Therefore, if we really want to revive the economy, then sincere efforts need to be made to drastically slash the prices of power which would not only benefit public manufacturing units but the private sector as well besides helping people survive financially. We need to let people know that these independent power producers are the third biggest burden on our economy draining our resources. People deserve to know that these independent power producers are receiving far greater amounts of money than the allocations made to compensate for the losses of state-run companies.

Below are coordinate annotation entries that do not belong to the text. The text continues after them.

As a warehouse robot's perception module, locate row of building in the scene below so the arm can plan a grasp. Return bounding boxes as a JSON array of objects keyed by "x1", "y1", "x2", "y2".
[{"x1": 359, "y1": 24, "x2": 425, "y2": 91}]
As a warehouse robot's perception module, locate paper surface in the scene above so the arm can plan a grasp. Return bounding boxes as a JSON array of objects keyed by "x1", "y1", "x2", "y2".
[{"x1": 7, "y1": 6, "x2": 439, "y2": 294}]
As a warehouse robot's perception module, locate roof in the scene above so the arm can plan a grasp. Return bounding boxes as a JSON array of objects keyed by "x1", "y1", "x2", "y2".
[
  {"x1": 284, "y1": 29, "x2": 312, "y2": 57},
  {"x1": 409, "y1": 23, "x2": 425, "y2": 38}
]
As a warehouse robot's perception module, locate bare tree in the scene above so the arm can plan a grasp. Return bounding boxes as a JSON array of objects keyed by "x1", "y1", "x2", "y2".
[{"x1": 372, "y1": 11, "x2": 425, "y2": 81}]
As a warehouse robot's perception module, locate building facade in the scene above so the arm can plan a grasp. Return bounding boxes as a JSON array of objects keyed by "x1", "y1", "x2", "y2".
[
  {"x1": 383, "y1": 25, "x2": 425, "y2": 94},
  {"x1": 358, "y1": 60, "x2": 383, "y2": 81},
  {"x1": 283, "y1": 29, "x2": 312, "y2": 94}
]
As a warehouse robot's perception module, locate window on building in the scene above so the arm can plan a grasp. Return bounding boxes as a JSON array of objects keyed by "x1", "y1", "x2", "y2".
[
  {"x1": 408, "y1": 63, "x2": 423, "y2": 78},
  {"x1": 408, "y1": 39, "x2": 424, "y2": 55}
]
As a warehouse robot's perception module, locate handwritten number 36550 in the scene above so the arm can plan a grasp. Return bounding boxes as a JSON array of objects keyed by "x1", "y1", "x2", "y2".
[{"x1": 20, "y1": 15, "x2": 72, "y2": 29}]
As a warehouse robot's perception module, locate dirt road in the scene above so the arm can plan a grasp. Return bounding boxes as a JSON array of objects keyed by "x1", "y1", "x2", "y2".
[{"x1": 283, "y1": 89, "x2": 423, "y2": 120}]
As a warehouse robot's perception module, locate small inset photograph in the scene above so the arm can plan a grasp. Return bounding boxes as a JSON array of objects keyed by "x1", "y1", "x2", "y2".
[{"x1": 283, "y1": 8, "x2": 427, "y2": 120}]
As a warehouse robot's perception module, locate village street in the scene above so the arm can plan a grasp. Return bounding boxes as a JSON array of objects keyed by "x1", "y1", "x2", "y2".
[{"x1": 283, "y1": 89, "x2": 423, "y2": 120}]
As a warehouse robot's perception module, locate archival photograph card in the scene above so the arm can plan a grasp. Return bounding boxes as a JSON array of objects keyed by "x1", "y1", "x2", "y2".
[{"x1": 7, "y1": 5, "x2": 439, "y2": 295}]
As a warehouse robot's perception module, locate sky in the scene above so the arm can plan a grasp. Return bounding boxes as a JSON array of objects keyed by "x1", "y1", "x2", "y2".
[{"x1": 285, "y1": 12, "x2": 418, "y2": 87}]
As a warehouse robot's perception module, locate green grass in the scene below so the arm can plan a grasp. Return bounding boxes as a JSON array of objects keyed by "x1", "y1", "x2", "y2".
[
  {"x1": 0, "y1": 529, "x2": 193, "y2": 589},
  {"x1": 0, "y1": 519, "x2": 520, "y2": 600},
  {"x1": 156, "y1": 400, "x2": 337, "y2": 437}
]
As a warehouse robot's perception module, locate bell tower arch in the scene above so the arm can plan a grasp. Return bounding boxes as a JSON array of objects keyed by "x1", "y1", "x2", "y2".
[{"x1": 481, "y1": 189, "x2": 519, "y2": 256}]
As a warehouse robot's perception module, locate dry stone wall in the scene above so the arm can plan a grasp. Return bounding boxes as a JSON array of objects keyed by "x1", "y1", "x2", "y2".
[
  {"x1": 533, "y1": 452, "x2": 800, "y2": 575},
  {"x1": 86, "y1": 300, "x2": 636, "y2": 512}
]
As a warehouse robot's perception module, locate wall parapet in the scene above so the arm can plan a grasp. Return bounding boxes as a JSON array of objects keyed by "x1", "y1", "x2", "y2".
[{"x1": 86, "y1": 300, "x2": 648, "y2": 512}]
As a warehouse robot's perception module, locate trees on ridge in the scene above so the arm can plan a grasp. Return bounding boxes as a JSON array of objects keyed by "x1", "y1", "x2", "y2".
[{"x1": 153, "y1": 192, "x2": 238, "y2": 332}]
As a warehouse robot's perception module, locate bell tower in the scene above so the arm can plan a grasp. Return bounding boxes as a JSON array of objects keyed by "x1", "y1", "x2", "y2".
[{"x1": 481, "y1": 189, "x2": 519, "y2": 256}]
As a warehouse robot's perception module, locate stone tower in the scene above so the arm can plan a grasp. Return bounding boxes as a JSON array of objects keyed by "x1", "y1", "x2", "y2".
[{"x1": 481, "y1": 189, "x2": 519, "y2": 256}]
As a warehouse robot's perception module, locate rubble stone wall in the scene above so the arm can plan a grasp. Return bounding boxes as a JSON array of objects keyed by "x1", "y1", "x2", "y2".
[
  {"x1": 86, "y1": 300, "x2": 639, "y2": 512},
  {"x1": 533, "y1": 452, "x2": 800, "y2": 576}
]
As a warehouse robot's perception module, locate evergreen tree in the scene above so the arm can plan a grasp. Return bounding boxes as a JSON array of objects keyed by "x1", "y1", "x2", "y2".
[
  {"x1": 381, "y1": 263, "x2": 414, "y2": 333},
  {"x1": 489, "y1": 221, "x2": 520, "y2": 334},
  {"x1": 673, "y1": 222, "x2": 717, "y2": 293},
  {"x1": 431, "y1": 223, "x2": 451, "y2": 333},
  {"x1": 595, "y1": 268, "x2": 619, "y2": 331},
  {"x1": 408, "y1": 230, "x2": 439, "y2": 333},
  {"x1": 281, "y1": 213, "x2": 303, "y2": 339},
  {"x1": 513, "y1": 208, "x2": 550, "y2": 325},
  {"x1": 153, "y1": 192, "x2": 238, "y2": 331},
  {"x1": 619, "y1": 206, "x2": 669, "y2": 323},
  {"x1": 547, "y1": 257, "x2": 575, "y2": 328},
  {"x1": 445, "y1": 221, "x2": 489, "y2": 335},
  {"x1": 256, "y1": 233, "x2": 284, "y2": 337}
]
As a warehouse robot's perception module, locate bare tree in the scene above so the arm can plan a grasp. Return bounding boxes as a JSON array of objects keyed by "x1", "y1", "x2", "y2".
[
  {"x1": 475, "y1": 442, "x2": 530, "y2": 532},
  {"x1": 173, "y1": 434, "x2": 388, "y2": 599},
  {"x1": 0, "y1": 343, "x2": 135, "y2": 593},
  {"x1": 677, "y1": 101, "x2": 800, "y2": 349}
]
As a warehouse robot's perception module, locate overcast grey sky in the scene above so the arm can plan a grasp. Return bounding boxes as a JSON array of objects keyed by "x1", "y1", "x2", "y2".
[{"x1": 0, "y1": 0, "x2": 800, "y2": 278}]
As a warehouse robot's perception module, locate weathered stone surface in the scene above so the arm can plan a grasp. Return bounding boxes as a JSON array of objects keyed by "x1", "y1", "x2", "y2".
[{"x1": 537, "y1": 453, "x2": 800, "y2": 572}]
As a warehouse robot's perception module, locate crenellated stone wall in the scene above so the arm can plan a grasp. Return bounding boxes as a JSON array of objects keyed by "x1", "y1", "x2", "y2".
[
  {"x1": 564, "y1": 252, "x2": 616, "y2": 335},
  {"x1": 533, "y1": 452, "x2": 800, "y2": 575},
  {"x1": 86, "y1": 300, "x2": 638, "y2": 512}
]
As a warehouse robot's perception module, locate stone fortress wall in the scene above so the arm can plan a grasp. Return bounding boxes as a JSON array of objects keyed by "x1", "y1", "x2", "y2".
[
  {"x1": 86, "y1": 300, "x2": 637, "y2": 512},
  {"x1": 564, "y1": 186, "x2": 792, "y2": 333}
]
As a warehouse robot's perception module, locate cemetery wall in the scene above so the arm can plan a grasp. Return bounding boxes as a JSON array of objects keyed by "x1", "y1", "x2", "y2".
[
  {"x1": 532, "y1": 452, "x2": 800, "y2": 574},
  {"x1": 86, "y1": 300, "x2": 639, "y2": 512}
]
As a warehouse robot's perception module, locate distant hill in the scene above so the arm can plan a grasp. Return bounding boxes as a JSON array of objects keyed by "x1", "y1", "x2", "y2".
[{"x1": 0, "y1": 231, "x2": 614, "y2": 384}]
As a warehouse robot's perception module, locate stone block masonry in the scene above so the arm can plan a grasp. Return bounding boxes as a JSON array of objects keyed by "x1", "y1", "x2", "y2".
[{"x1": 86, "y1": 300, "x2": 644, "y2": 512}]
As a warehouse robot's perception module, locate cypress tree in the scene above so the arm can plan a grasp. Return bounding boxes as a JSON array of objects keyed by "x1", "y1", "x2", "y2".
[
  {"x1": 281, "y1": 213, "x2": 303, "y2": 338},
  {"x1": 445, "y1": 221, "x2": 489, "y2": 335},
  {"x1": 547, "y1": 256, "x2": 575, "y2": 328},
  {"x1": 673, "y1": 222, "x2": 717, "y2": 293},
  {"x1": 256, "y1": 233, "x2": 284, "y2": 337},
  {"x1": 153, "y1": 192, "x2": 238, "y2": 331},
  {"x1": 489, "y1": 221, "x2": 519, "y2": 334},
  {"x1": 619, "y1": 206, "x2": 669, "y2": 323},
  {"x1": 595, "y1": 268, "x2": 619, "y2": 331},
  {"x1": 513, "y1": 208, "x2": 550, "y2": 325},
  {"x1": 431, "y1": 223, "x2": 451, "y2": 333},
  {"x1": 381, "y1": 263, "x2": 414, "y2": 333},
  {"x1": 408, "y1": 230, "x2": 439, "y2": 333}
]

People should also be informed that while the government is withdrawing subsidies extended to poor people in the past, it has been pumping more than $17 billion into the pockets of the elite and the super rich. Despite the devolution of powers, the federal government is pumping huge money into federal ministries. According to some estimates, it has already spent over Rs700 billion on ministries that have already been devolved to provinces. During the last 30 years, more than Rs30000 billion have been spent on the federal and provincial governments’ public-sector development schemes but despite all that the basic necessities of life are still a dream for the vast majority of Pakistanis. It means that these projects just served vested interests instead of helping poor people, 67 per cent of whom have no decent housing, 80 per cent are without pure drinking water and millions without proper health, education and sanitation facilities. It is important that we counter market fundamentalism and make people aware of the real factors bleeding the economy simultaneously.